Le musicien, chargé notamment des cuivres, violons et autres cordes, a ici opté pour une approche extrêmement « bruitiste », selon quelques sources d’inspiration bien précises. « J’essayais de faire ce que faisait un de mes compositeurs préférés : Bernard Herrmann, le compositeur d’Hitchcock. Disons que je me suis inspiré de cette manière de sortir les instruments de leur tessiture et de leur rôle habituels, de leur zone de confort. Depuis le début de ma carrière, c’est le travail sur le son qui m’intéresse. On s’est aussi basés sur Bruno Nicolai, qui était un collaborateur de Morricone et cosignait énormément avec lui. En fait, les avancées sonores les plus frappantes venaient surtout de Nicolai.

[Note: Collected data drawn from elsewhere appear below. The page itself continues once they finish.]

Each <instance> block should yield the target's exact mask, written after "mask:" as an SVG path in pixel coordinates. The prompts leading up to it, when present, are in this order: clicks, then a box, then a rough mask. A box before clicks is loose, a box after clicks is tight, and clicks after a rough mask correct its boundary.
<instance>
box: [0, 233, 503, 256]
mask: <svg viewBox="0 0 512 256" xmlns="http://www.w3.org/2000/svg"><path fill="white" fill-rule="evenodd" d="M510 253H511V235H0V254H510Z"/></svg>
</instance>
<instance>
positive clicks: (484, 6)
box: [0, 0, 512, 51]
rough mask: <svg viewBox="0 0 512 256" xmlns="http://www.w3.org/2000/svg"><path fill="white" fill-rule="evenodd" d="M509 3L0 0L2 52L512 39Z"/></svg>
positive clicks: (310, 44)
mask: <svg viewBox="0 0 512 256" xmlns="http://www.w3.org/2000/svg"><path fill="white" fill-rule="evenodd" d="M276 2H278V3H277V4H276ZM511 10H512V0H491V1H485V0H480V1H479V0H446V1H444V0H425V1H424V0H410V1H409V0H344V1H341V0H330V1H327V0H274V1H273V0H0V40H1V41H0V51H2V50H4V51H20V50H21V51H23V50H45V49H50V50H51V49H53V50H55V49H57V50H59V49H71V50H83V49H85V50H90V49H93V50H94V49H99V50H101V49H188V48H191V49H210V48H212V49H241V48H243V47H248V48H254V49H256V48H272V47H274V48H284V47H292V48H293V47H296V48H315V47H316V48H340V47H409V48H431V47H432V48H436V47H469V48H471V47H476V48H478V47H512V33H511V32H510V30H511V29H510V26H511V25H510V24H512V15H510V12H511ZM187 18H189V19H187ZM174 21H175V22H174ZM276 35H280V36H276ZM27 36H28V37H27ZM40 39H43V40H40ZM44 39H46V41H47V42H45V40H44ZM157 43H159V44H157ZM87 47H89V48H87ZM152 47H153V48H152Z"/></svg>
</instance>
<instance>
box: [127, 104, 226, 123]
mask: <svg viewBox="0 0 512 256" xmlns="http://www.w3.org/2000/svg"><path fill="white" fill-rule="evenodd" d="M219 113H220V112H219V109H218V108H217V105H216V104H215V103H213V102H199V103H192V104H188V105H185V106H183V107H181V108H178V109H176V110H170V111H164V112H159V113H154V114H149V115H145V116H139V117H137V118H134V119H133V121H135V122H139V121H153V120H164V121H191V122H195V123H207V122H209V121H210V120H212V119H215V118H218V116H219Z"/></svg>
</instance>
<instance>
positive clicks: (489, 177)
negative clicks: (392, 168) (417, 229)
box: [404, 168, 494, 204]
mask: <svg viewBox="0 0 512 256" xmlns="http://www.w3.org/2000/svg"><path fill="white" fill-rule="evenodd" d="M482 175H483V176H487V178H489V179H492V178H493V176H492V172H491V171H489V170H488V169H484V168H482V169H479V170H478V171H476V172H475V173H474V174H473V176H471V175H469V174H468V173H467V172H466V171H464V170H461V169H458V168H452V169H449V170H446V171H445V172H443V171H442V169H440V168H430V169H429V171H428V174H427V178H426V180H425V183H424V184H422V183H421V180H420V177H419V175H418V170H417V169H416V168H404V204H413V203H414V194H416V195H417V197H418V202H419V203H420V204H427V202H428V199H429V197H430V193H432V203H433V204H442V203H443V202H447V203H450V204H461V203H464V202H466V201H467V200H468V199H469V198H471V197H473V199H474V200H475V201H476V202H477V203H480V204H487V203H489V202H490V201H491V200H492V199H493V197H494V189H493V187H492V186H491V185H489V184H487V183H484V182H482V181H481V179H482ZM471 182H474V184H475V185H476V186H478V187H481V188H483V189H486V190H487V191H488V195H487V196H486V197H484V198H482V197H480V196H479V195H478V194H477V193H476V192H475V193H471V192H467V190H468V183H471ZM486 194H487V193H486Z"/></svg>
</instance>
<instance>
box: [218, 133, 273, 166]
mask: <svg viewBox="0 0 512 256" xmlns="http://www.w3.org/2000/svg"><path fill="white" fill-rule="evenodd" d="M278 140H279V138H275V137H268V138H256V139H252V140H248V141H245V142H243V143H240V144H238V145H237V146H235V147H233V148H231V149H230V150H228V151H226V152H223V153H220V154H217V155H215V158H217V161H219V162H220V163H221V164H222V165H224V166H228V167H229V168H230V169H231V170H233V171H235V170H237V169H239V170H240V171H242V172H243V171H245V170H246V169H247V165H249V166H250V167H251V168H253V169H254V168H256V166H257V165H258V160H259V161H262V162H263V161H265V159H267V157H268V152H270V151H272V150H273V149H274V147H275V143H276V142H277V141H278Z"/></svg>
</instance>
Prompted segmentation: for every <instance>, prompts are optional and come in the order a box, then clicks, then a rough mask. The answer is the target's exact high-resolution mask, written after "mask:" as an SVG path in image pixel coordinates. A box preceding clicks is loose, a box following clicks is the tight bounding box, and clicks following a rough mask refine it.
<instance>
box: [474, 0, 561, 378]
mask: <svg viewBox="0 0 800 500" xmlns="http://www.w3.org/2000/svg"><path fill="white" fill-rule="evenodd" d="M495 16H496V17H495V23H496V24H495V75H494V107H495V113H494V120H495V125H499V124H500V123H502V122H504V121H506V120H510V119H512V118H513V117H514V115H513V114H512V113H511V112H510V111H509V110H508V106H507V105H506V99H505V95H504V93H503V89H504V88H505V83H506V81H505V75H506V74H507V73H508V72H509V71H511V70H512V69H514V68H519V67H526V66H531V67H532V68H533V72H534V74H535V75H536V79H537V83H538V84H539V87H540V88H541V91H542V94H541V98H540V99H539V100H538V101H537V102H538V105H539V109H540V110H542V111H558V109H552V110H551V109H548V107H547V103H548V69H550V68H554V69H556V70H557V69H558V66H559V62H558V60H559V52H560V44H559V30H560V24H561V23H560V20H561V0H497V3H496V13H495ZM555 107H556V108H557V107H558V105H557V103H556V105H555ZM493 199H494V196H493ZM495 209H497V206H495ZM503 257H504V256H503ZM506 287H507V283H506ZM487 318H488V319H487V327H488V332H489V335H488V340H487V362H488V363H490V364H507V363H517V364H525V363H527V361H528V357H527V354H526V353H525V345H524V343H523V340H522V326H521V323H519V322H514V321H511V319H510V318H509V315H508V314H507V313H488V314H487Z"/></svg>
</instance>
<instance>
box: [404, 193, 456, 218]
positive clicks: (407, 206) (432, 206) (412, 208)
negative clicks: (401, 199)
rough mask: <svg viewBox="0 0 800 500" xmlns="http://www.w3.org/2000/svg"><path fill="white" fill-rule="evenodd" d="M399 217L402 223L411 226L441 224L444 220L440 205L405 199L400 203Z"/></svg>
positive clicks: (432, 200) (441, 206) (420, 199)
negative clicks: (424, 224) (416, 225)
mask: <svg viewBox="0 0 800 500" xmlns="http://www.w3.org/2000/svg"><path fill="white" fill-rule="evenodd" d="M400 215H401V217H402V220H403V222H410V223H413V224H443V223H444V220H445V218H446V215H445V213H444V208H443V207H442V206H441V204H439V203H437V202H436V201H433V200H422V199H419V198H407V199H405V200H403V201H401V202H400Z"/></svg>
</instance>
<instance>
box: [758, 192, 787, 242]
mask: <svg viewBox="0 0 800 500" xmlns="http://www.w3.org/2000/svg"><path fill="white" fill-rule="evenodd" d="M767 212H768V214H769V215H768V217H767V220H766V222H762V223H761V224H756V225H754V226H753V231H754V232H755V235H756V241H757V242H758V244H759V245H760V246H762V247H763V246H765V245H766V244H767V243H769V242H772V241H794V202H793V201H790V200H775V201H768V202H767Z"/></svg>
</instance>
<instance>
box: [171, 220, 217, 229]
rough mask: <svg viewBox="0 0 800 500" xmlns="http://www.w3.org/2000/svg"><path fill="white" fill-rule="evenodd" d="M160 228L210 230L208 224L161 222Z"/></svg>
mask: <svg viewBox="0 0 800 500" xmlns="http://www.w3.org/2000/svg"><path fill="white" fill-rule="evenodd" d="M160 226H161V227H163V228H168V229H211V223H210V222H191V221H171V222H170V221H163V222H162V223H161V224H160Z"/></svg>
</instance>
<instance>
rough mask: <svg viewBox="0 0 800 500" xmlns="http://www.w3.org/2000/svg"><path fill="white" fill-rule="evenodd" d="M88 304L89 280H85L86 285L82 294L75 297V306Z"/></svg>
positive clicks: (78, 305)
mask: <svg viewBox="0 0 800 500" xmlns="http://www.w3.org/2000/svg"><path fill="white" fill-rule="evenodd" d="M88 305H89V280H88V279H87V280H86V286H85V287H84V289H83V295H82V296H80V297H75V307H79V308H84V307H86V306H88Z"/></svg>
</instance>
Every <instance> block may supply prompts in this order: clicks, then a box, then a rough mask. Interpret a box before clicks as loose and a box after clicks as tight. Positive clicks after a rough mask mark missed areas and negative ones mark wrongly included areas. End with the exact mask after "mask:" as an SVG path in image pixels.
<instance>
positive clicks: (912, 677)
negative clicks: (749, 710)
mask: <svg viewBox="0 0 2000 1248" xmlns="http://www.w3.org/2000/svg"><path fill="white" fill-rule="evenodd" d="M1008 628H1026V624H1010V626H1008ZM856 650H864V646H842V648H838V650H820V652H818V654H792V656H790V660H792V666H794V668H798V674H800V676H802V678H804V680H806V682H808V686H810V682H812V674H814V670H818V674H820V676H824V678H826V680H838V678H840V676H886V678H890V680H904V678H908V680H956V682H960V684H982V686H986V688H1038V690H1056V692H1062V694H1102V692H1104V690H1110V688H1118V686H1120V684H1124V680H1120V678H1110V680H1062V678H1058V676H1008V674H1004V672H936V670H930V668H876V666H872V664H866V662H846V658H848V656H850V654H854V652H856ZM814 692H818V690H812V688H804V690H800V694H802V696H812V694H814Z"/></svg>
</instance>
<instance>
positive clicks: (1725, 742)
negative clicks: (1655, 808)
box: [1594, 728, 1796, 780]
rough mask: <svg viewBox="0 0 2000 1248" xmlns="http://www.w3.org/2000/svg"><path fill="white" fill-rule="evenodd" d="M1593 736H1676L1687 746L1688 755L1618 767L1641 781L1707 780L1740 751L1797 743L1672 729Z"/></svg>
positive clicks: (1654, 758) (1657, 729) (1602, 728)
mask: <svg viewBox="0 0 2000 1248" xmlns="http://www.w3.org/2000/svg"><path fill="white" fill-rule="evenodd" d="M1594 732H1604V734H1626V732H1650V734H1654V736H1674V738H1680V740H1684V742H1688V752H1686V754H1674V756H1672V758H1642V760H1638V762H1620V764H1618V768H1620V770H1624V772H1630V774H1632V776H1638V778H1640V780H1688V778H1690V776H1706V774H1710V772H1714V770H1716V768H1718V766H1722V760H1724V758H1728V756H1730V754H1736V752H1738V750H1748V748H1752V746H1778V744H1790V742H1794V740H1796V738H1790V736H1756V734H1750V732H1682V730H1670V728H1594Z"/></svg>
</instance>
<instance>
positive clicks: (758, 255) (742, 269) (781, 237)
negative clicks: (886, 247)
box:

Avec Marc, on s’est également inspirés de John Carpenter : les premiers synthétiseurs analogiques, quelque part presque ringards maintenant, mais en même temps tellement bruts, tellement directs ! »

Là encore, la musique qui fourmille de références, colle parfaitement au film. « Ces références, c’est une des caractéristiques de notre génération. Les références au gore, à Tarantino, au film noir, aux vieux pornos, aux films sataniques… La musique, c’est la même chose : on a vraiment pris trois éléments qui n’ont rien à voir, et un quatrième un petit peu avec les Young Gods, et on a vraiment assemblé ça. Je trouve que le collage fonctionne bien. »

Marco Laguna, alias Marc Du Marais n’est pas que le chanteur à la tête ensachée de La Muerte, il est aussi un passionné de musiques de films. Et de Morricone, notamment. « Le thème est très Morricone, reconnaît Jean-Marc Lederman, mais je trouve que ça donne bien. C’est extrêmement référentiel tout en restant totalement dans les limites de ce qu’il y a à faire. C’est un clin d’œil, ça amène le spectateur à avoir un autre regard. Il aurait pu mettre une musique à la Daft Punk, ça n’aurait pas du tout donné le même effet. C’est comme dans la musique : dans le cinéma, tu dois donner des clés pour la compréhension de ton film. »

Frontstage - DPUG 2

Le thème, justement, a été imaginé par Renaud Mayeur. L’homme de Dario Mars a vu quelques scènes, écouté des musiques avec le réalisateur… « Il m’a dit qu’il voulait un truc entre Morricone, de Roubaix et Gainsbourg. Quelque chose de plus français, plus franco-italien que US. C’était ma mission : Gainsbourg, de Roubaix, et j’ai rajouté un côté un peu plus polar, genre Philippe Sarde tu vois ? Avec les breaks de batterie, un peu dramatiques, comme ça… » Et Morricone ? « Oui, aussi ! On discutait de la b.o. de ce film, des références, et c’est marrant, j’avais justement un truc en tête. Le thème… Je sifflais ça, et je me demandais ce que j’allais bien pouvoir en faire quand il est arrivé ! C’est marrant, la vie parfois… Il a accroché. Et on l’a décliné en deux, trois versions. Sinon, on s’entend bien. Il est tellement précis au niveau des références, c’était facile. On a emballé ça en une semaine ou deux. »

« I wish I was with you » et « Soulless » sont par ailleurs des versions 100% solo de ces titres figurant sur l’album The last soap bubble crash sorti plus tôt dans l’année. « C’est des trucs plus rock’n’roll dont il avait besoin, explique Renaud Mayeur. J’avoue qu’il y avait là une très lointaine influence La Muerte, dans le côté répétitif et implacable. Mais c’est toujours resté une influence, d’avoir joué avec eux (ndlr : en 96). On faisait tourner des riffs en boucle, comme ça… Donc ça ne m’a pas étonné. En plus, c’était à l’époque où on les enregistrait et il a bien aimé. Il sait bien que La Muerte est aussi une influence, chez moi. »

« Marc avait tout prévu en amont, selon les couleurs qu’il voulait donner. C’est vrai, c’est un peu un kaléidoscope d’ambiances différentes. De références à des époques et à des genres de films différents. Pour travailler, j’ai vu le film « en pièces détachées », mais pour le peu de budget, c’était bluffant ! » C’est aussi ce qu’on s’est dit jeudi, notamment pendant cette poursuite de bagnoles – Jaguar vs Merco -, assez inédite dans notre cinéma, filmée nerveusement juste comme il faut ! Et livrant au passage un des plus beaux (oui : « beaux ») plans du long-métrage : une prise de vue en plongée dont on ne vous dira pas plus, histoire de ne pas spoiler.